大川名店街のアーケードは道路の片側だけを覆う形で、この始まりは明治7(1874)年にはあった東京の銀座煉瓦街で、雨が降っても買い物が楽しめました。
札幌市の狸小路や小樽市の都通り商店街は全蓋式のアーケードですが、狸小路は昭和35年、都通りは昭和41年にそれぞれが完成しました。
それまで大きな都市にしかなかったアーケードが、地方の町にできたことは画期的でした。扱う商品やサービスが多彩な商店街でしたが、アーケードができたことで全道各地からの視察が増えました。
アーケードの点灯式が行われた時のことを名店街にお住まいだった方からお聞きしました。
「アーケードの灯りがついたときはびっくりしましたよ。すごいなと思ってね」
灯りは自動でつくのではなく、商店街の人が当番を決めて4ヶ所ほどあった電源を入れたり消したりしていたそうです。
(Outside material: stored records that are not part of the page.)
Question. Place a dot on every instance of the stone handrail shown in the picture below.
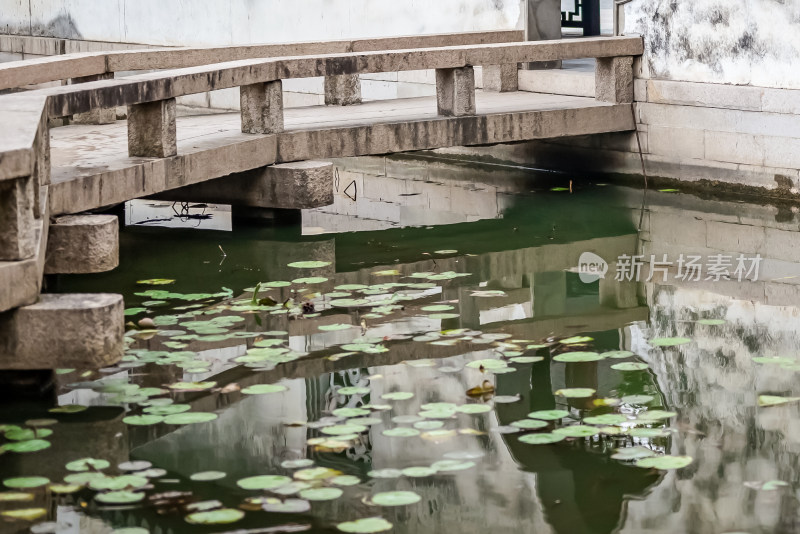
(87, 65)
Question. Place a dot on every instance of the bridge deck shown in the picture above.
(91, 167)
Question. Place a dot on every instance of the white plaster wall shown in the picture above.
(215, 22)
(743, 42)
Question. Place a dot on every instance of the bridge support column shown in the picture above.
(262, 107)
(151, 129)
(99, 115)
(614, 80)
(455, 91)
(17, 230)
(342, 90)
(501, 78)
(82, 244)
(90, 332)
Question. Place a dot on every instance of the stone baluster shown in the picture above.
(614, 80)
(151, 129)
(262, 107)
(455, 91)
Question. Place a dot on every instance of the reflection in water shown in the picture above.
(516, 243)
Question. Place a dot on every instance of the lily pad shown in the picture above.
(665, 462)
(541, 438)
(549, 415)
(576, 431)
(321, 494)
(395, 498)
(215, 517)
(25, 482)
(577, 357)
(367, 525)
(119, 497)
(576, 393)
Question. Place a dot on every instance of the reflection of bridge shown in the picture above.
(100, 164)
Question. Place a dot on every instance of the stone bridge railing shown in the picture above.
(151, 102)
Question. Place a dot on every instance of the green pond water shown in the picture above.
(441, 365)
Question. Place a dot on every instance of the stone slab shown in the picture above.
(82, 244)
(83, 331)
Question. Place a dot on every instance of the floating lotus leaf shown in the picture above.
(400, 432)
(669, 341)
(289, 506)
(529, 424)
(576, 393)
(316, 473)
(345, 480)
(191, 386)
(367, 525)
(297, 464)
(321, 494)
(428, 425)
(15, 496)
(215, 517)
(170, 409)
(84, 464)
(549, 415)
(654, 415)
(541, 438)
(630, 366)
(419, 472)
(665, 462)
(472, 409)
(190, 418)
(576, 357)
(773, 400)
(263, 482)
(606, 419)
(26, 514)
(618, 354)
(264, 389)
(445, 466)
(576, 340)
(341, 430)
(526, 359)
(350, 412)
(119, 497)
(633, 453)
(207, 476)
(31, 445)
(395, 498)
(118, 483)
(309, 264)
(576, 431)
(25, 482)
(385, 473)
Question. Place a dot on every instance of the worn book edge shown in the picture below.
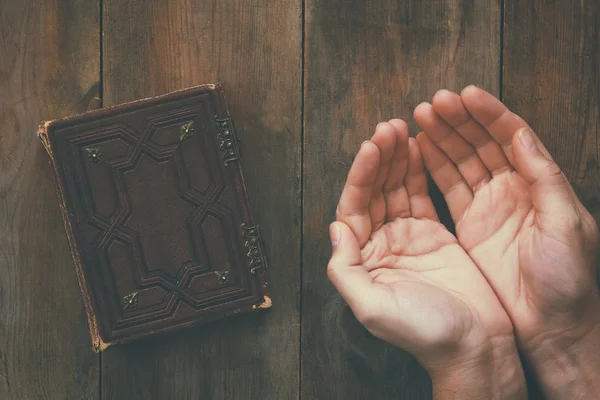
(98, 344)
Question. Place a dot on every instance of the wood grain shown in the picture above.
(253, 48)
(365, 62)
(551, 77)
(49, 67)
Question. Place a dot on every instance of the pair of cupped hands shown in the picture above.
(519, 276)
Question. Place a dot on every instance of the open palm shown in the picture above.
(515, 213)
(403, 273)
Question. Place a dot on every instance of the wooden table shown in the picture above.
(307, 81)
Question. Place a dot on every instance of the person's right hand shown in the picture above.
(409, 282)
(518, 219)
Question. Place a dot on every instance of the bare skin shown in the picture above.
(408, 280)
(520, 271)
(520, 221)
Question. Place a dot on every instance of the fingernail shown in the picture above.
(526, 138)
(334, 233)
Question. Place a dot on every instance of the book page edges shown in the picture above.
(98, 344)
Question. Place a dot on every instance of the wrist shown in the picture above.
(566, 361)
(491, 371)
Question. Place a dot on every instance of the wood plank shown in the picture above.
(551, 77)
(49, 67)
(367, 62)
(253, 48)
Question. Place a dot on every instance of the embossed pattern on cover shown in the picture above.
(157, 216)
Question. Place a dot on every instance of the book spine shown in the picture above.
(98, 344)
(260, 273)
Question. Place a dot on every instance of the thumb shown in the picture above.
(551, 191)
(345, 271)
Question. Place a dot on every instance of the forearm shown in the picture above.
(496, 374)
(568, 367)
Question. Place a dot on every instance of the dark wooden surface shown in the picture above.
(48, 67)
(307, 80)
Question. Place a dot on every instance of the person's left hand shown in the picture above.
(402, 273)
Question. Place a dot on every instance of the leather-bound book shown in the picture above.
(157, 216)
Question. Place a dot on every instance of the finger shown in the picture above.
(446, 176)
(462, 154)
(385, 140)
(450, 108)
(421, 205)
(551, 191)
(499, 121)
(395, 194)
(353, 208)
(346, 272)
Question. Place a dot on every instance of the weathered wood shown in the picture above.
(367, 62)
(253, 48)
(551, 77)
(49, 67)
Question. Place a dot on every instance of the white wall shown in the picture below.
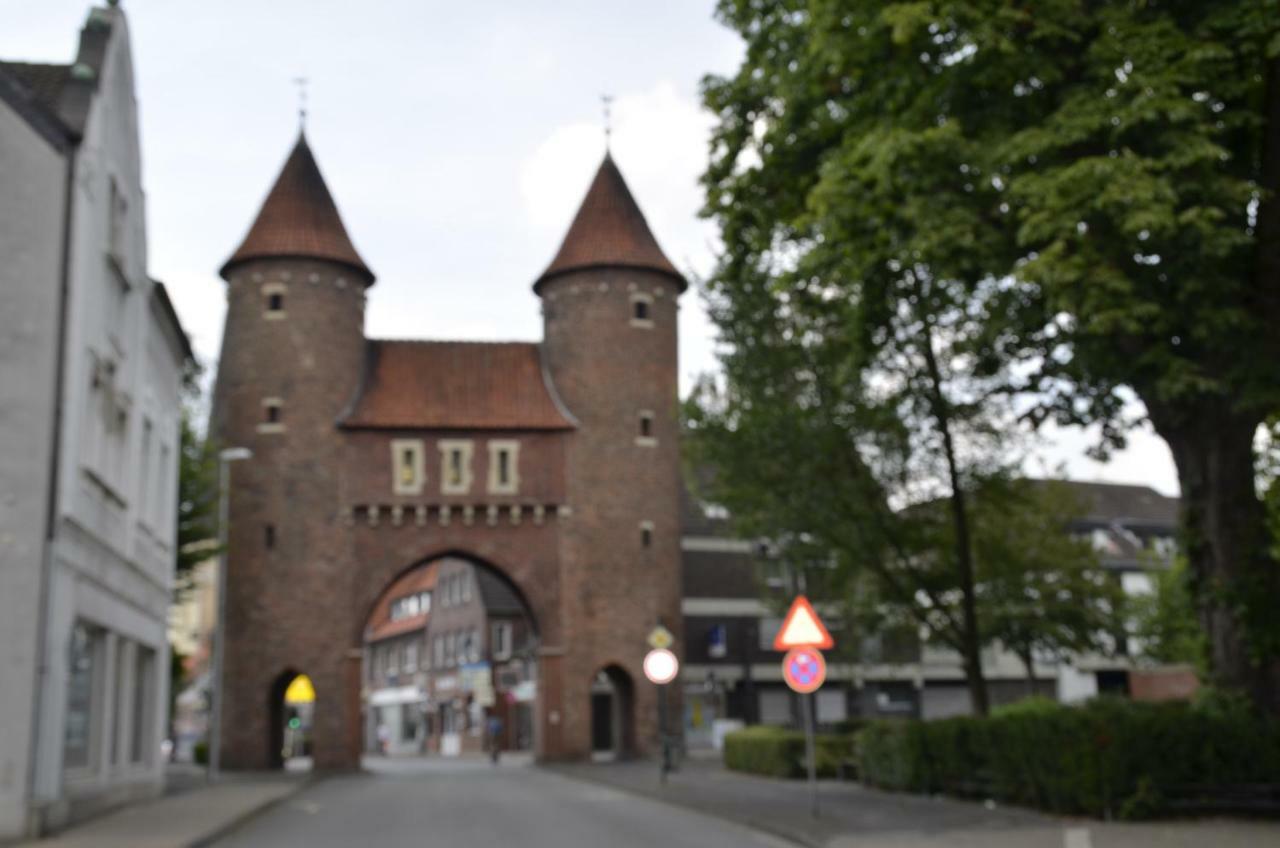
(32, 179)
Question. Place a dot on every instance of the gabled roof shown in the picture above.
(609, 231)
(300, 220)
(483, 386)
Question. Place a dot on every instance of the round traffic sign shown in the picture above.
(804, 669)
(661, 666)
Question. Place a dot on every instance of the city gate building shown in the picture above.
(552, 465)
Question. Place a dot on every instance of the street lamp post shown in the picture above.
(215, 729)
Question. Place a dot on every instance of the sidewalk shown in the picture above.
(193, 816)
(851, 815)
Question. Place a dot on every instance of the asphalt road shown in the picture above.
(464, 803)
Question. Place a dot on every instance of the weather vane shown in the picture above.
(608, 118)
(301, 82)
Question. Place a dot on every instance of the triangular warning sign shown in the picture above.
(803, 629)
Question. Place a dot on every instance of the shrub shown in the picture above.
(1105, 758)
(778, 752)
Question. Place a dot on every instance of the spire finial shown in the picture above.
(301, 82)
(608, 119)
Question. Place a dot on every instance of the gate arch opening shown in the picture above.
(613, 734)
(291, 710)
(449, 652)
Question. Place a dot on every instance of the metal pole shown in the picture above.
(662, 733)
(807, 705)
(215, 728)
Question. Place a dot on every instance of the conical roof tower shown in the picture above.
(300, 220)
(609, 231)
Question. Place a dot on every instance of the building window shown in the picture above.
(117, 228)
(644, 432)
(144, 703)
(273, 301)
(641, 310)
(499, 639)
(83, 693)
(273, 415)
(411, 605)
(503, 466)
(407, 468)
(411, 656)
(456, 466)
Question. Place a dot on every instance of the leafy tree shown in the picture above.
(1041, 589)
(1165, 627)
(197, 489)
(1077, 204)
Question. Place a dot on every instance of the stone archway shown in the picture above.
(449, 661)
(612, 710)
(288, 725)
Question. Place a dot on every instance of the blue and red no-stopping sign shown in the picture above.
(804, 669)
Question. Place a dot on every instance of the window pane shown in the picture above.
(144, 673)
(85, 659)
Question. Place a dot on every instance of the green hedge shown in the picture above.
(777, 752)
(1110, 757)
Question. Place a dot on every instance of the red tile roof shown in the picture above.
(456, 386)
(609, 231)
(300, 219)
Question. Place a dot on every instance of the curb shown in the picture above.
(242, 819)
(764, 828)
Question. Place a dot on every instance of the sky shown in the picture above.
(457, 140)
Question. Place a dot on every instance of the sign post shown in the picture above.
(661, 668)
(804, 637)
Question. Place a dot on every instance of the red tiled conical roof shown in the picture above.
(609, 231)
(298, 219)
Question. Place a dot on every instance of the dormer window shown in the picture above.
(273, 413)
(273, 301)
(641, 310)
(503, 472)
(407, 469)
(455, 466)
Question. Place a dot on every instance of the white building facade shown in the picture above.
(91, 366)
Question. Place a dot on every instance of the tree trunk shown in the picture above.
(972, 639)
(1235, 579)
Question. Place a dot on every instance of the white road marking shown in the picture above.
(1077, 838)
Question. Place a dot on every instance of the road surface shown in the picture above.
(462, 803)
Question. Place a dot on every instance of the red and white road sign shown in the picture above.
(804, 669)
(803, 629)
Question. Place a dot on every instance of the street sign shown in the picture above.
(803, 629)
(661, 666)
(661, 638)
(804, 670)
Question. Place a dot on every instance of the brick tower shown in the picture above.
(292, 356)
(609, 305)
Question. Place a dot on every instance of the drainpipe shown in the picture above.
(54, 470)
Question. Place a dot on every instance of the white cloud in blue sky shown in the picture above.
(456, 137)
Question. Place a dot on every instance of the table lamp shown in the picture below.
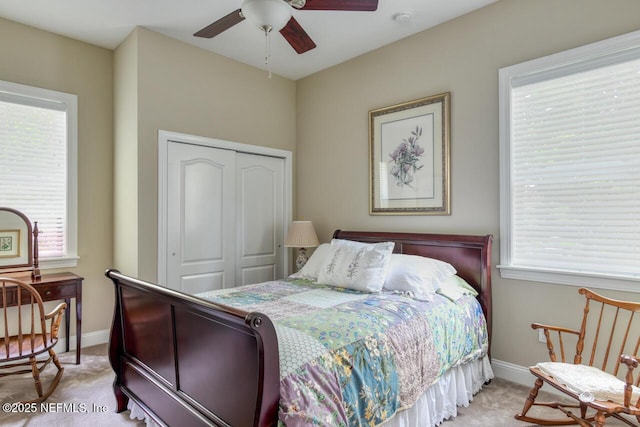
(301, 235)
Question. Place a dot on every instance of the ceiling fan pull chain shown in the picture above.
(267, 57)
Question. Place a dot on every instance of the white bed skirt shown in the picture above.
(440, 402)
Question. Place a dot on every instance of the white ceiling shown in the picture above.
(339, 35)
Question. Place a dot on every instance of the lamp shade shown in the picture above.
(301, 235)
(271, 14)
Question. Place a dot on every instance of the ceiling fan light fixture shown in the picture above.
(267, 14)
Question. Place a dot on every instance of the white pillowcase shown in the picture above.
(354, 265)
(311, 269)
(420, 275)
(454, 287)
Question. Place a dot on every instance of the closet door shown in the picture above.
(259, 219)
(200, 217)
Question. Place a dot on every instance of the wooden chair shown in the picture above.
(601, 384)
(25, 335)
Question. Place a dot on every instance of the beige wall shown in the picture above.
(185, 89)
(37, 58)
(462, 57)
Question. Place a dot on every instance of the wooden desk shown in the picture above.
(61, 286)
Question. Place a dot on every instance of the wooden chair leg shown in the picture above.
(35, 372)
(533, 394)
(42, 396)
(531, 400)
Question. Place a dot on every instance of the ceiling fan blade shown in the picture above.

「余市祭と北海ソーラン祭りの時には歩行者天国になって、露店が並び、歌謡ステージもありました。北海ソーラン祭りのパレードは役場方面からやってきて、大川名店街を通る。ステージに審査員が並んで、パレードの団体の審査があって、大川十字街を右折して駅前方面に向かいました。ものすごい人出でしたよ」
北海ソーラン祭りのパレードが名店街を通ったのは昭和46年から平成9(1997)年までだったそうです。
昭和52年の新聞記事を見ると、名店街の全店が参加して8月13日から20日までの8日間、午後6時から9時まで、「名店街夜店」が催されました。
夜間の人通りをもっと賑やかにしようという目的で始まって「その“目玉”としては釣り堀、ヨーヨー、綿アメといった露店から焼き鳥、生ビールなどの食べ物コーナー、そしてゲームコーナーなどを催して、大いにアーケードの下で楽しんでもらおうというもので…中略…そして同商店街全三十九店が参加して夏物処分市など特別セールを展開して、お客様を店内に引き込もうという本音も…」とあります。
「冬は屋根の除雪があって、鉄骨が錆びたら錆を落として、ペンキを塗って、大変だったけど皆でやりましたよ」と笑顔で話してくださいました。